You get the idea, be creative…the options are endless.

#4. Don’t Micro-Manage. Many of you are up against critical project deadlines & deliverables that have not changed, or may have even increased in recent days/weeks. It could be tempting to ride people harder than normal or monitor them more closely. Resist this temptation. Instead, focus on purpose, outcomes, goals and key priorities. As a leader, your job is to communicate the why and what. Your employees’ job is to figure out the how and when. Set target dates, yes, but have your team share in creating these dates & milestones, when possible. People are more invested if they have shaped the plan, and if they feel some control over how things get done. Remember, people support what they help to create.

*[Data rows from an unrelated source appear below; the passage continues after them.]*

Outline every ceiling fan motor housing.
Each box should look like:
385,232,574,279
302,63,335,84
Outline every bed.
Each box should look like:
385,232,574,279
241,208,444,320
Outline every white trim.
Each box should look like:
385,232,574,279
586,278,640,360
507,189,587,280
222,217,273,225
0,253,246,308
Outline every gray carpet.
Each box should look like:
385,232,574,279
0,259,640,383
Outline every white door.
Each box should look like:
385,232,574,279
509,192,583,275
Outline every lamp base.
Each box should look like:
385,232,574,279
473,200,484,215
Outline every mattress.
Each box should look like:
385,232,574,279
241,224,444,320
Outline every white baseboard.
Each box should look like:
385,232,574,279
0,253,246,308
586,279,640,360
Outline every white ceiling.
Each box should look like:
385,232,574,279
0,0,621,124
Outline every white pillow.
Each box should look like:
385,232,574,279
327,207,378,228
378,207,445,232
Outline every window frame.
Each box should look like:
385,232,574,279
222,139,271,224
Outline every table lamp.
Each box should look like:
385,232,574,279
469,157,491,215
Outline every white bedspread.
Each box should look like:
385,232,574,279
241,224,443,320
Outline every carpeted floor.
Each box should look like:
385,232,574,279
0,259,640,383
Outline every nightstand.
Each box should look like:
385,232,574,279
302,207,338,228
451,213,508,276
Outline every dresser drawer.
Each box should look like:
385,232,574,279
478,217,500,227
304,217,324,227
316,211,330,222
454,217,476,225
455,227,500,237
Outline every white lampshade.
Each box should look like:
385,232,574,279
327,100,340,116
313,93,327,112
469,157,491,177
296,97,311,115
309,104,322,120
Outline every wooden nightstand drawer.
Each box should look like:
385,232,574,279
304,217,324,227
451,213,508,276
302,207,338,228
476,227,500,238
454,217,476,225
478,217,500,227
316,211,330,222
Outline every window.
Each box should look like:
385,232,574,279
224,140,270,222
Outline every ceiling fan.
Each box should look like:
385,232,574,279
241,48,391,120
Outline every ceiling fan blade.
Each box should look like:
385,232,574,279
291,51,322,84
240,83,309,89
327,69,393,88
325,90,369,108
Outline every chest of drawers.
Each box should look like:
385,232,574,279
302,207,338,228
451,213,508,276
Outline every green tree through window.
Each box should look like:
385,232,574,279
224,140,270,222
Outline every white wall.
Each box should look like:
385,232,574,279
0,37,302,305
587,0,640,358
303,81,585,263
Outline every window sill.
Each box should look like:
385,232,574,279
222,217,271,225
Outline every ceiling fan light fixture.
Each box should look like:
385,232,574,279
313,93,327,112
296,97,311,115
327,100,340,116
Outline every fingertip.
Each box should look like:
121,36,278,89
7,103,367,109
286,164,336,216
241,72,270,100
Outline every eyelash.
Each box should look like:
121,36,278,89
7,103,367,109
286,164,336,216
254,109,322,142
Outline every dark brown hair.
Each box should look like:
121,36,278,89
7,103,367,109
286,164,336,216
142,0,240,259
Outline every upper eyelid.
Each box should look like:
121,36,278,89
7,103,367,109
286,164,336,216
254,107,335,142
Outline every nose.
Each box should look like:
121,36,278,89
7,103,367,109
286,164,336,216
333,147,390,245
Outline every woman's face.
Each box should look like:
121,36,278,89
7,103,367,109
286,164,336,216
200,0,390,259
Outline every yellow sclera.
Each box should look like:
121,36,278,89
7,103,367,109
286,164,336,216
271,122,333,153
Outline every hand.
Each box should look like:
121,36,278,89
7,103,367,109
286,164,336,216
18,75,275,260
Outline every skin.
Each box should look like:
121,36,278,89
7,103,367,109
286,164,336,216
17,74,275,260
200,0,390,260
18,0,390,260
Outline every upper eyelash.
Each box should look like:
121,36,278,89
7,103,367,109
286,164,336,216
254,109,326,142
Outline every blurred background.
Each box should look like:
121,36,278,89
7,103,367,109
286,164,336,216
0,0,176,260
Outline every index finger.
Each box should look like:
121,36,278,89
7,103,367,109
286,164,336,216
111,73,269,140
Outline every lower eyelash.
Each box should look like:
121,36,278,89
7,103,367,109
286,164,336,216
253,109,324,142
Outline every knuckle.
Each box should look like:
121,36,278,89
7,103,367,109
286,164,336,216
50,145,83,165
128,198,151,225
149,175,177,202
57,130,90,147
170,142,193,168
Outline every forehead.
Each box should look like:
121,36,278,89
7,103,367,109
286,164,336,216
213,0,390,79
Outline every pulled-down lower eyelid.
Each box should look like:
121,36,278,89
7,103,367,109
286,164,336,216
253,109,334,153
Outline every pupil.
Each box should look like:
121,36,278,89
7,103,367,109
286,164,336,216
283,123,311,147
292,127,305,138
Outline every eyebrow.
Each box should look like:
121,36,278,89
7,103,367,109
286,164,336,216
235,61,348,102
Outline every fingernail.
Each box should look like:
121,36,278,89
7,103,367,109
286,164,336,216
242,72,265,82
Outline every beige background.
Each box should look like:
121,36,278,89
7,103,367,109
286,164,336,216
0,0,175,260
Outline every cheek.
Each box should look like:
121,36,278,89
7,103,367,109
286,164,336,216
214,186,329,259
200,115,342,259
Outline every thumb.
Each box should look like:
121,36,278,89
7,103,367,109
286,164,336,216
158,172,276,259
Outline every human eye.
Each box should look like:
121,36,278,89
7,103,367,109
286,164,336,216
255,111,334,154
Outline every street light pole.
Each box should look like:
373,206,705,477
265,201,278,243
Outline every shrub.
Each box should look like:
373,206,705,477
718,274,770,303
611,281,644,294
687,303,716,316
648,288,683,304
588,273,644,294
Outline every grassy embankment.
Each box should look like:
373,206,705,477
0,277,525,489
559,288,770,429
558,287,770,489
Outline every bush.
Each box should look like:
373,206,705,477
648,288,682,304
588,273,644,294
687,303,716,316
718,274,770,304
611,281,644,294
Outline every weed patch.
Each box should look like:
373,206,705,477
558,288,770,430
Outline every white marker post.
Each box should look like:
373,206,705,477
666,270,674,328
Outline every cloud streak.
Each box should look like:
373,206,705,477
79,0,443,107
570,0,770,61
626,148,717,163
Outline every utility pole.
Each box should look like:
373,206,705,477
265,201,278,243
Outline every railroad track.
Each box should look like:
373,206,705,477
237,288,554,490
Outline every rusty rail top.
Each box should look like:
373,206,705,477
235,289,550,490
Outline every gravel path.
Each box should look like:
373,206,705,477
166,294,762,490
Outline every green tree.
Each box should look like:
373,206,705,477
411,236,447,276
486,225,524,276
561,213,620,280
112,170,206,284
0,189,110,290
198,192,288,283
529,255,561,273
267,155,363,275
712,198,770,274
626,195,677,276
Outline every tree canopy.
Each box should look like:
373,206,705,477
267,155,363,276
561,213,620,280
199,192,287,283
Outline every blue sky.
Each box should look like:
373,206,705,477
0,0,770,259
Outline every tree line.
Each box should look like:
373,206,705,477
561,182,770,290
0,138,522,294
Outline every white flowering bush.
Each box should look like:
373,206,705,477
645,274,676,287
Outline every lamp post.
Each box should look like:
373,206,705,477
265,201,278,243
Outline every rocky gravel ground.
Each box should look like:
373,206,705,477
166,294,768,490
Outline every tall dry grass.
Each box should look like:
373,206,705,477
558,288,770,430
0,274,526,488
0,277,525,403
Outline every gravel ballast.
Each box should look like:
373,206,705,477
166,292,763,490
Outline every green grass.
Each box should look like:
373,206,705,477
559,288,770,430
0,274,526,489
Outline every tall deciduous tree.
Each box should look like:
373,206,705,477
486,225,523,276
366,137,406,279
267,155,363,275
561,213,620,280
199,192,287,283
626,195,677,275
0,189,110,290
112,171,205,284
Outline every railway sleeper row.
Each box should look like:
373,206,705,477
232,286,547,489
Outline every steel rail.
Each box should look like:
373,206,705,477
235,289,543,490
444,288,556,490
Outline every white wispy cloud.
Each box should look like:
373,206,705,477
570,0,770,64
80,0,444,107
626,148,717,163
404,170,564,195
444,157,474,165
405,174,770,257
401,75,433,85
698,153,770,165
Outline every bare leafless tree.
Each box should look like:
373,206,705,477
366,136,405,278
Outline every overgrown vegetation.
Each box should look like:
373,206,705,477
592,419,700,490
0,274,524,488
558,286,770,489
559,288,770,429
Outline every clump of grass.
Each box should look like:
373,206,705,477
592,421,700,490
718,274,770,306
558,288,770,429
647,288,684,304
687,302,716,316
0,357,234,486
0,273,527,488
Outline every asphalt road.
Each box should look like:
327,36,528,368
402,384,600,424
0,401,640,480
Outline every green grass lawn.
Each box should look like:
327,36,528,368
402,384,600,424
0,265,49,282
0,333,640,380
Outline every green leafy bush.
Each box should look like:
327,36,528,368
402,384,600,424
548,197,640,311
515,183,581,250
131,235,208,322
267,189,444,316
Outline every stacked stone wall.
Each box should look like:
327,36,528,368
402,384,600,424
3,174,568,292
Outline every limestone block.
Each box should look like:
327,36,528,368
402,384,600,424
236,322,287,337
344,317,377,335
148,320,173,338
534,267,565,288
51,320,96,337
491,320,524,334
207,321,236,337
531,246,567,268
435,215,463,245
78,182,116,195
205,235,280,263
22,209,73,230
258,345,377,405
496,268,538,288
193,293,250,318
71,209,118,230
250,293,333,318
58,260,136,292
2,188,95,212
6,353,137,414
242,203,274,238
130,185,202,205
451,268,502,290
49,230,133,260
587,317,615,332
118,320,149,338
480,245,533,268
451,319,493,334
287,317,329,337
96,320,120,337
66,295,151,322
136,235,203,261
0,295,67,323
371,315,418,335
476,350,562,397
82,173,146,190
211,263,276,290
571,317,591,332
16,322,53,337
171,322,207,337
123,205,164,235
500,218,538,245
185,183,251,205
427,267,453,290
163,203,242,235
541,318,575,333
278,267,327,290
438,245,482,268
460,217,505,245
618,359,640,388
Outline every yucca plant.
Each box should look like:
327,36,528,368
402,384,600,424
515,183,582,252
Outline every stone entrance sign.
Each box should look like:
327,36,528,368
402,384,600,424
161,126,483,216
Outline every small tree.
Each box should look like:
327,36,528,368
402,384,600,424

#5. Say thank you. Years ago, I was coaching a CEO who shared during one of our weekly calls that he was having a hard day, as a result of a 13-year veteran employees quitting. While her resignation took him by surprise, he accepted it, but not before thanking her for her valuable contributions over the years. As he expressed his gratitude, she began to cry. When he asked why she was crying, her response stopped him in his tracks. I had no idea you felt that way, she said. This was a wake-up call for my client. He felt gratitude but hadn’t expressed gratitude. By the time he did, it was too late. During these high-stress, world-turned-upside-down times, it is more important than ever to give specific and meaningful acknowledgement to people. Say thank you. Be specific. Mean it. People who feel appreciate will always work harder, feel better about it, and stay longer.

#6. Above all…Be a good human. I have made a personal commitment to do something kind or thoughtful for someone every day during this pandemic. So far, this has included baking muffins for a neighbor, sending updated financial figures to an employee to quell their financial fears, offering to grocery shop for an elderly person, giving free phone consults to a couple of clients in crisis, offering to walk a neighbors dog, writing a thank you email to the principal of my daughters school, and more. Think about your opportunity to be a good human, given your position as a leader. What could you do to make someone’s day today? Send a gift card. Pick up the phone and check in. Send a funny video. Send a hand-written thank you note. Email out a team photo from a past fun event. Give someone a day off. Have groceries delivered. Subscribe to a meal delivery service for that person on your team who is a single parent or who is caring for an elderly relative or special needs child. The good feelings you will generate (in yourself and others) by going above and beyond, is the fuel we all need to get through this.